News You Can Use
Keep a Cork in it: Stabilizing Sweet Wines for Bottling
If wine is not properly stabilized prior to bottling, microbes can grow and flocculate, as shown in this photo.
Residual sugar (RS) is an essential part of many wine styles, and in the northern varieties it can be especially useful. Depending on the titratable acidity and other characteristics, even “dry” wines may require a little RS to achieve a balanced mouthfeel.
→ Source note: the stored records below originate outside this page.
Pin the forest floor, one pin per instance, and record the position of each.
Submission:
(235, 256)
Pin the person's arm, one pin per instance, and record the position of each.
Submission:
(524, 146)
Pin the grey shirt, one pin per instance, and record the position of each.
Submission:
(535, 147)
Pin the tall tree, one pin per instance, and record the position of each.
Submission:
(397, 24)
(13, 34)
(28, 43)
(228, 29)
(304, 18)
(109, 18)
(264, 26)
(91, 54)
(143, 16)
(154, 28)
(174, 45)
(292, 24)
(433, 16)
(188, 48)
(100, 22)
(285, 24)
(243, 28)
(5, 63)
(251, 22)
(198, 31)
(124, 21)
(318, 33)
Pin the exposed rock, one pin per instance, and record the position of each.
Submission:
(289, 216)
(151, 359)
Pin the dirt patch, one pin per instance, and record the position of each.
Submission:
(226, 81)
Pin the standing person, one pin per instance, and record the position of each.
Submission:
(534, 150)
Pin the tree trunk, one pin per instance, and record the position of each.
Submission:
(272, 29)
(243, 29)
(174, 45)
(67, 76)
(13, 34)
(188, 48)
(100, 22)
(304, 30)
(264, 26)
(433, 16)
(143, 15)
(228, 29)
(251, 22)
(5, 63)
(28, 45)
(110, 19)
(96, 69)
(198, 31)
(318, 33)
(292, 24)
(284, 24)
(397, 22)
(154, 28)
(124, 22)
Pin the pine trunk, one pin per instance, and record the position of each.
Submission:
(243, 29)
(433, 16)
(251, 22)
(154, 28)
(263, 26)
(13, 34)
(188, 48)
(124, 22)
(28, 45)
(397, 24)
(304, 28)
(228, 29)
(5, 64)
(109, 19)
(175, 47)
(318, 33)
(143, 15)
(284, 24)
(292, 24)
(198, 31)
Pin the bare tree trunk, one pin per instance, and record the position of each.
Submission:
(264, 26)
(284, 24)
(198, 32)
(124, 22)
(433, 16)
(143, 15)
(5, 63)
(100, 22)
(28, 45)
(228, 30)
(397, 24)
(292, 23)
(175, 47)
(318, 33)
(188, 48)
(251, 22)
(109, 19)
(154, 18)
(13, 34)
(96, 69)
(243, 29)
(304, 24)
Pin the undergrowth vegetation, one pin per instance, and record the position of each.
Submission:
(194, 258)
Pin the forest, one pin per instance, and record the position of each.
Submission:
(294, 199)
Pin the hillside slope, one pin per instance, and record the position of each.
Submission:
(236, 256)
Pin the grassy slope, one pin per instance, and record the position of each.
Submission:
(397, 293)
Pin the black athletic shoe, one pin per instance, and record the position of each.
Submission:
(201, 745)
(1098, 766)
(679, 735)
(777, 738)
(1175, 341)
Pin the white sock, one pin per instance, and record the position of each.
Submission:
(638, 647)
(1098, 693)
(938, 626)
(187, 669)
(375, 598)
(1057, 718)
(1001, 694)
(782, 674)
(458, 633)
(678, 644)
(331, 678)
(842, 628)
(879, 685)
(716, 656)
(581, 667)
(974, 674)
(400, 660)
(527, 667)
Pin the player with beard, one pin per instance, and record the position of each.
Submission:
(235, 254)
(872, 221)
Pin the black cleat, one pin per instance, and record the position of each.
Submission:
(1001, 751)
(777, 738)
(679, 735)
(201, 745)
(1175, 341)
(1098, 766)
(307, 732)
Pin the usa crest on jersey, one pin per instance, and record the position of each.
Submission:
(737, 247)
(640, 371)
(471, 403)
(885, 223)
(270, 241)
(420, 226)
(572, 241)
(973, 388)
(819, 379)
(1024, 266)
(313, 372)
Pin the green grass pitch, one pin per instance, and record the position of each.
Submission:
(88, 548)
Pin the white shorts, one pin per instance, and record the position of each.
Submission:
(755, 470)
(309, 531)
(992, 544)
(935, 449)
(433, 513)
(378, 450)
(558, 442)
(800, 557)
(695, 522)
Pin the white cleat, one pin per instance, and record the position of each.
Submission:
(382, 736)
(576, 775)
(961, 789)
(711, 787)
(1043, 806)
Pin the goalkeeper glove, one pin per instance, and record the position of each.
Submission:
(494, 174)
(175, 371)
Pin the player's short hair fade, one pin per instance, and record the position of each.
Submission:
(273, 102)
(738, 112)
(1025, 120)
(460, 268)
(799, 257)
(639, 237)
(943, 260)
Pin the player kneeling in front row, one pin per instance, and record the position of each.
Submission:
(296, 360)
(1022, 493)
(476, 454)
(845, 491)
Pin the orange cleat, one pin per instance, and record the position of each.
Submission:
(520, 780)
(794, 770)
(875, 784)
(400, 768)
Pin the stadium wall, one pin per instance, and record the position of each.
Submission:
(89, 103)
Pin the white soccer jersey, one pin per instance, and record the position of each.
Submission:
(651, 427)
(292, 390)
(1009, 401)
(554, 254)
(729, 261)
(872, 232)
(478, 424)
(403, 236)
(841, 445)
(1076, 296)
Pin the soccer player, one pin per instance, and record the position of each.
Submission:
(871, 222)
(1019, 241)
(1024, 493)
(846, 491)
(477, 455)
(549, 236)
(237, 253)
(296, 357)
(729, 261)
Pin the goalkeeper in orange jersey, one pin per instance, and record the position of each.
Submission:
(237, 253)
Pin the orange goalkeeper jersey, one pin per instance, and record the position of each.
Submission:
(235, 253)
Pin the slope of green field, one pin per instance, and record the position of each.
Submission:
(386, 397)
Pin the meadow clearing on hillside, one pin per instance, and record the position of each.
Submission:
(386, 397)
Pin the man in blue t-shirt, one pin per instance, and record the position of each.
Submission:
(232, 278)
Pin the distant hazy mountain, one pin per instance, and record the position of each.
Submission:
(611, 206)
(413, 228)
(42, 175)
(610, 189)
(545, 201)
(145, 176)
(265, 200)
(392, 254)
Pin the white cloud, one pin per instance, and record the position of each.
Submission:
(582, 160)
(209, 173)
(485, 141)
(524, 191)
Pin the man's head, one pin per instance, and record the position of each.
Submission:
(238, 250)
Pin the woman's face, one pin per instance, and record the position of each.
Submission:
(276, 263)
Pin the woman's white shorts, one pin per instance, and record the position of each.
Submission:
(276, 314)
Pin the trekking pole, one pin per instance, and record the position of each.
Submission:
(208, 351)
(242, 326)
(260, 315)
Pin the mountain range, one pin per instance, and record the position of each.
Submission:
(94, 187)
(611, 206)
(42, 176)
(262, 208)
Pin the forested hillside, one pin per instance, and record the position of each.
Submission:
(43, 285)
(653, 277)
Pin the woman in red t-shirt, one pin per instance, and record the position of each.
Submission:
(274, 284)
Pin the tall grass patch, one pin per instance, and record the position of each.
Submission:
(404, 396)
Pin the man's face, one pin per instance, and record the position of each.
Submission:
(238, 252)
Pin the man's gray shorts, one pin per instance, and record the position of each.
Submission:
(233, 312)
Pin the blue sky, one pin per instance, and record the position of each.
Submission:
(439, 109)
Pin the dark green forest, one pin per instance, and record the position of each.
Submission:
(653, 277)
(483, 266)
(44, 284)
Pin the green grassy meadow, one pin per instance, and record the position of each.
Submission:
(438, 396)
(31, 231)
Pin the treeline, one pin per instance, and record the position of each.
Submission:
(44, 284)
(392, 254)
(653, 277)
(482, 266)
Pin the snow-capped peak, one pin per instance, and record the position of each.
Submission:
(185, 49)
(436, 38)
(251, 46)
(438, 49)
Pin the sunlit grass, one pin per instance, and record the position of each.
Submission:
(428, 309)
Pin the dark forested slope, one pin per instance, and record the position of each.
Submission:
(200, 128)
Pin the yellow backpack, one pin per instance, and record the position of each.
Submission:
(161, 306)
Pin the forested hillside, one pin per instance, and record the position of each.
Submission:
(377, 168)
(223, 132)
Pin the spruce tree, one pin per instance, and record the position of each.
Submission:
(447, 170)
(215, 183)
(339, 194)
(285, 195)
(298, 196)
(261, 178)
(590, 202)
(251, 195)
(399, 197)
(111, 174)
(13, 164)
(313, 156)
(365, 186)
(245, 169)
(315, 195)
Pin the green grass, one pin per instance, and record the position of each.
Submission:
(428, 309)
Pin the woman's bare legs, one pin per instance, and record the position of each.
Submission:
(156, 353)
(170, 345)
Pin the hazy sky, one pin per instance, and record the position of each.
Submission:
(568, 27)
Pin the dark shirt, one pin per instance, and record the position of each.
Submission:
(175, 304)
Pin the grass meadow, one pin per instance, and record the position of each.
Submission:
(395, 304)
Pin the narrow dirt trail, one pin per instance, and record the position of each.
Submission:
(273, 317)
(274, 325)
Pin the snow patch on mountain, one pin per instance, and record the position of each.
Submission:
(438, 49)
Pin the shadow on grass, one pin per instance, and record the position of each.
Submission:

Sugar is food for people and microscopic organisms alike and in wine, unless steps are taken to ensure that the product is microbially stable, problems ranging from off-aromas to self-ejecting corks may appear.
Chris Gerling, extension associate in Cornell University’s extension enology lab, gave the Northern Grapes Project Webinar “Keep a Cork in it: Stabilizing Sweet Wines for Bottling,” in May of 2012, and discussed principles of filtration and other chemical & microbiological means of inhibiting or killing spoilage organisms, as well as the various costs and benefits.
Questions and Answers from the post-webinar survey – lots of good, detailed information here.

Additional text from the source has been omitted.